Tuesday, November 02, 1999

Contractors and Tax

In the last ten years or so the use of contractors has grown from 3% to more than 10% of the workforce.  Yet even this substantial growth has been held back by business concerns over tax arrangements.  Businesses thinking of using contractors could never be sure if the contractor arrangements they used would be accepted by the tax office.  The tax push was to use PAYE employees.  Contractors were considered by many to be tax evaders.

This is all about to change.  Under the federal tax reforms, contractors are set to enjoy a new tax legitimacy that will remove business worries thus increasing prospects for use.

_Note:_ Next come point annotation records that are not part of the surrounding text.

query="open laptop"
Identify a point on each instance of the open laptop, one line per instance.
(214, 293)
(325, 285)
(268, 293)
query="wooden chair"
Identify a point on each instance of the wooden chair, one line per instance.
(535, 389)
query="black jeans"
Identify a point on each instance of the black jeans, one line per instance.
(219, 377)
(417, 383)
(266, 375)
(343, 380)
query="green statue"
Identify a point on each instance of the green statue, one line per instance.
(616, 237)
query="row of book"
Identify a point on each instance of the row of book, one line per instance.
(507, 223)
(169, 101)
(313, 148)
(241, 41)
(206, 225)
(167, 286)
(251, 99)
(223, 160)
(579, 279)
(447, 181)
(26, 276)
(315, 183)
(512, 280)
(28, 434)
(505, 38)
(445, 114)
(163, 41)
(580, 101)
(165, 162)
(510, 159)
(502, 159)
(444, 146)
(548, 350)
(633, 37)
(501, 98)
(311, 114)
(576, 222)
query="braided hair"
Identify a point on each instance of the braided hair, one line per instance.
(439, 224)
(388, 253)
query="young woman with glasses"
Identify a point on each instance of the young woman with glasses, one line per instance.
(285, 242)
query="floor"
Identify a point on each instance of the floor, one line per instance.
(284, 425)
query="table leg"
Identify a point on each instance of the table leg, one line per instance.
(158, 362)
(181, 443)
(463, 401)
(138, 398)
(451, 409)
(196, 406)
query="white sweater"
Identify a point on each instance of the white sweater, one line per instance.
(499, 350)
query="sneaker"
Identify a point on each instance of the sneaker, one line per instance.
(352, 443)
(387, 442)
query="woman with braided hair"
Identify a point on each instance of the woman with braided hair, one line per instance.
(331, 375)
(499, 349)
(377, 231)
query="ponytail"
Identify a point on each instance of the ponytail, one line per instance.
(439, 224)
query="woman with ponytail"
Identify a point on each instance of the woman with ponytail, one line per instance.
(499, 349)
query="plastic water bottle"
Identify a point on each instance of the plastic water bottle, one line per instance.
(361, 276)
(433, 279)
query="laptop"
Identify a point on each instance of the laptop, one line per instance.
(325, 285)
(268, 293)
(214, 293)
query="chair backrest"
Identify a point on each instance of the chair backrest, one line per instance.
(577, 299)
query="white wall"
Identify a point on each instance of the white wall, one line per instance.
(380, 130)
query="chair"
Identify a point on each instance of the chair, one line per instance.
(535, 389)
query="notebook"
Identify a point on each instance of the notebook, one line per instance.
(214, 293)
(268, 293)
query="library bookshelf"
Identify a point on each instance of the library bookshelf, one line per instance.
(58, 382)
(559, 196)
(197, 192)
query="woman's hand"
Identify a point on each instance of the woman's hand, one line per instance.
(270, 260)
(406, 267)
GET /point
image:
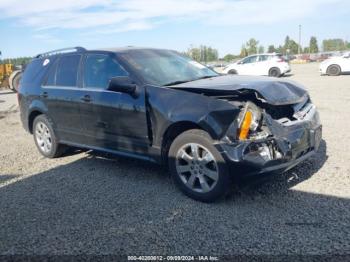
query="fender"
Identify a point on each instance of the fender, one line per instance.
(167, 106)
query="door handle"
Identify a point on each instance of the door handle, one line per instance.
(86, 98)
(44, 94)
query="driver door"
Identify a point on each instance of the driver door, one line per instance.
(112, 120)
(248, 66)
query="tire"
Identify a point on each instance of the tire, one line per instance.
(15, 82)
(333, 70)
(204, 178)
(45, 138)
(274, 72)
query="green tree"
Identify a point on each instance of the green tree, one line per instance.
(280, 49)
(313, 47)
(261, 49)
(229, 57)
(16, 61)
(252, 46)
(286, 45)
(335, 44)
(203, 53)
(271, 49)
(244, 51)
(290, 46)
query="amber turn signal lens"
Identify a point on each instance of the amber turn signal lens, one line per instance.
(244, 130)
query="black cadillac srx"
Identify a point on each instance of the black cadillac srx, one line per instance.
(161, 106)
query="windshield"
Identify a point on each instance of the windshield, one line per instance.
(164, 67)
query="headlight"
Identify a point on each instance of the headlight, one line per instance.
(249, 120)
(245, 125)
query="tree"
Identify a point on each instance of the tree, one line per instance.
(203, 53)
(334, 45)
(271, 49)
(244, 51)
(290, 46)
(261, 49)
(16, 61)
(229, 57)
(313, 47)
(279, 49)
(252, 46)
(286, 44)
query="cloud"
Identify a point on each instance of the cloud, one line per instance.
(108, 16)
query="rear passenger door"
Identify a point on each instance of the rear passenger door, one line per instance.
(247, 66)
(112, 120)
(262, 66)
(62, 95)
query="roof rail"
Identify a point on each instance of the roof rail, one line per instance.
(63, 50)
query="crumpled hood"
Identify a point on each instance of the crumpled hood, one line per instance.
(274, 91)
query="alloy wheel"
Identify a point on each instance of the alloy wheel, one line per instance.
(197, 167)
(43, 137)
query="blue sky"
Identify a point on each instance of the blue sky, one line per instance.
(35, 26)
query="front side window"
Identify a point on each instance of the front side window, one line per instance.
(165, 67)
(67, 71)
(99, 69)
(248, 60)
(263, 58)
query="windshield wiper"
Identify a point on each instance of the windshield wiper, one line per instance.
(185, 81)
(177, 82)
(204, 77)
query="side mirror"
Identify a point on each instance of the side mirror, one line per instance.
(122, 84)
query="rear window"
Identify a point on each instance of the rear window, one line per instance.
(67, 70)
(32, 70)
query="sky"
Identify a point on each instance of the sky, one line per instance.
(29, 27)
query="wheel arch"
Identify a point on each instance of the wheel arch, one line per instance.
(274, 68)
(173, 131)
(33, 114)
(338, 65)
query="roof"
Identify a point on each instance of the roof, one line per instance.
(82, 49)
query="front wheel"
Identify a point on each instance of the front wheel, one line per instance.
(232, 72)
(275, 72)
(333, 70)
(197, 167)
(45, 138)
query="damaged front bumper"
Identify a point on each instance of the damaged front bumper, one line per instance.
(290, 143)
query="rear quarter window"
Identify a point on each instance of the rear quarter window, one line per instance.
(32, 71)
(67, 70)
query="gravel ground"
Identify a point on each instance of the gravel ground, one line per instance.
(86, 203)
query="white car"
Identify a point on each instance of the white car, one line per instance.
(261, 64)
(336, 65)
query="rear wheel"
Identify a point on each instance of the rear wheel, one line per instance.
(197, 167)
(274, 72)
(45, 138)
(333, 70)
(15, 82)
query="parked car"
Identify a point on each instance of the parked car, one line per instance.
(161, 106)
(263, 64)
(336, 65)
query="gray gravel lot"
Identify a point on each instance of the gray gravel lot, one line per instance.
(92, 204)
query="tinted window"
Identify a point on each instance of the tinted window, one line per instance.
(51, 78)
(32, 70)
(67, 70)
(99, 69)
(263, 58)
(164, 67)
(248, 60)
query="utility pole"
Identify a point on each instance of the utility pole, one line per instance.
(299, 47)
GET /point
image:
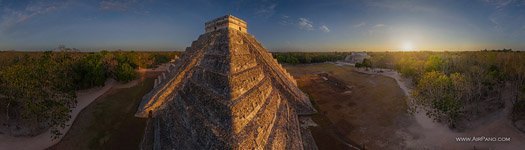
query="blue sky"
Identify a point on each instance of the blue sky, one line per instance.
(289, 25)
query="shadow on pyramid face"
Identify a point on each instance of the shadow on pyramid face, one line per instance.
(227, 93)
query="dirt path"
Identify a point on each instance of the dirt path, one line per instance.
(44, 140)
(424, 133)
(84, 98)
(351, 110)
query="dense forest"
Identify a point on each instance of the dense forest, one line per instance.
(454, 87)
(305, 57)
(37, 89)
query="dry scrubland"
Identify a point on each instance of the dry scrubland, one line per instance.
(354, 108)
(467, 93)
(37, 89)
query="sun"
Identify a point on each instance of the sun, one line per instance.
(407, 46)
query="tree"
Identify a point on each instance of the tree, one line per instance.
(124, 72)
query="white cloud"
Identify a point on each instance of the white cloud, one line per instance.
(266, 10)
(116, 5)
(324, 28)
(12, 18)
(305, 24)
(379, 25)
(362, 24)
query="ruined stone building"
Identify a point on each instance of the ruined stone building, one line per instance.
(226, 92)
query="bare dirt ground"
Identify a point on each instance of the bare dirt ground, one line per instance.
(361, 107)
(355, 108)
(109, 122)
(84, 99)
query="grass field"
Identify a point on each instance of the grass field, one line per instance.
(355, 108)
(109, 122)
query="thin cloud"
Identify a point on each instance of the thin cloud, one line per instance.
(12, 18)
(362, 24)
(379, 25)
(266, 10)
(116, 5)
(324, 28)
(305, 24)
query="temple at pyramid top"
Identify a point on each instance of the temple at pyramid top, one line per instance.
(226, 92)
(228, 21)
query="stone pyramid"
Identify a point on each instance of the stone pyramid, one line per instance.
(226, 92)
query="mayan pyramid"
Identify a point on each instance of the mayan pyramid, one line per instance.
(226, 92)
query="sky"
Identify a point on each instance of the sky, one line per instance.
(280, 25)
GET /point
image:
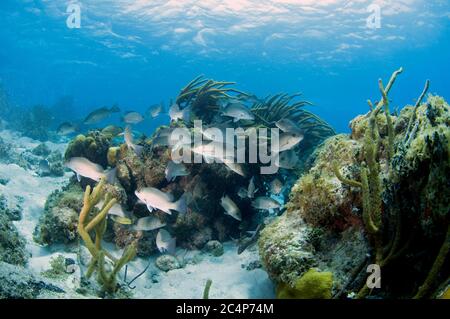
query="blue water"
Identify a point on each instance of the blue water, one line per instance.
(136, 53)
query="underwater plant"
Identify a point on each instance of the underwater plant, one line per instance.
(89, 222)
(282, 106)
(376, 196)
(203, 95)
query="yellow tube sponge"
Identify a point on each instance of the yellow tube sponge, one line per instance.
(311, 285)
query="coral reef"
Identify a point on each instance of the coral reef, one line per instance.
(214, 247)
(93, 146)
(311, 285)
(91, 221)
(380, 192)
(20, 283)
(12, 245)
(58, 223)
(167, 263)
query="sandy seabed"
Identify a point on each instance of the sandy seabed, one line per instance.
(229, 273)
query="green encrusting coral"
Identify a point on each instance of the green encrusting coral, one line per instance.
(311, 285)
(93, 146)
(387, 180)
(92, 220)
(12, 244)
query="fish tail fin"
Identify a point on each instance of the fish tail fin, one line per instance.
(181, 204)
(115, 108)
(110, 175)
(138, 149)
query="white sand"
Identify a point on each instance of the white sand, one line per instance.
(230, 280)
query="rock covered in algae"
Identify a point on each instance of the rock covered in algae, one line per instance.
(20, 283)
(311, 285)
(318, 196)
(12, 244)
(58, 224)
(93, 146)
(167, 263)
(214, 247)
(323, 226)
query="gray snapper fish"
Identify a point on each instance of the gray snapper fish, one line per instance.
(265, 203)
(84, 167)
(44, 167)
(235, 167)
(156, 199)
(230, 208)
(148, 223)
(289, 140)
(100, 114)
(112, 130)
(66, 128)
(242, 192)
(132, 117)
(276, 186)
(155, 110)
(165, 242)
(176, 113)
(251, 188)
(238, 112)
(173, 170)
(129, 141)
(288, 126)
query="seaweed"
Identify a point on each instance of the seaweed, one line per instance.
(96, 223)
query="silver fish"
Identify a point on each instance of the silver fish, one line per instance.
(44, 167)
(100, 114)
(211, 152)
(276, 186)
(132, 118)
(288, 140)
(238, 112)
(84, 167)
(251, 188)
(148, 223)
(165, 242)
(288, 126)
(235, 167)
(175, 169)
(156, 199)
(176, 113)
(243, 193)
(66, 128)
(249, 241)
(230, 208)
(129, 141)
(287, 159)
(112, 130)
(265, 203)
(155, 110)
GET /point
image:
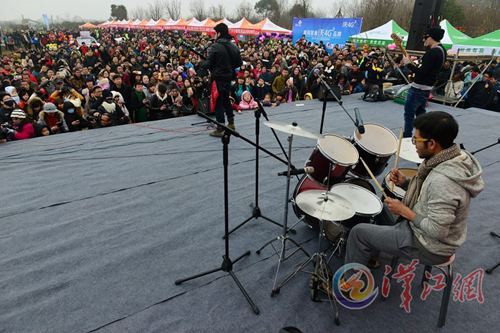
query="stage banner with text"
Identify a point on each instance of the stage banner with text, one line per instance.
(332, 31)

The tax confusion over the use of contractors has been a result of the Income Tax Acts' tying of the collection of PAYE to master-servant employment.  The courts have used PAYE to denote "controlled" employment, ensuring that PAYE workers were brought within the jurisdiction of industrial relations regulation.  Conversely, PPS payers were taken to be contractors not subject to IR regulation.  As a result, the legislative objective of collecting income tax and the employment definitions used by the Australian Taxation Office have been linked to IR issues, a bad outcome for the ATO and Australian workers and businesses.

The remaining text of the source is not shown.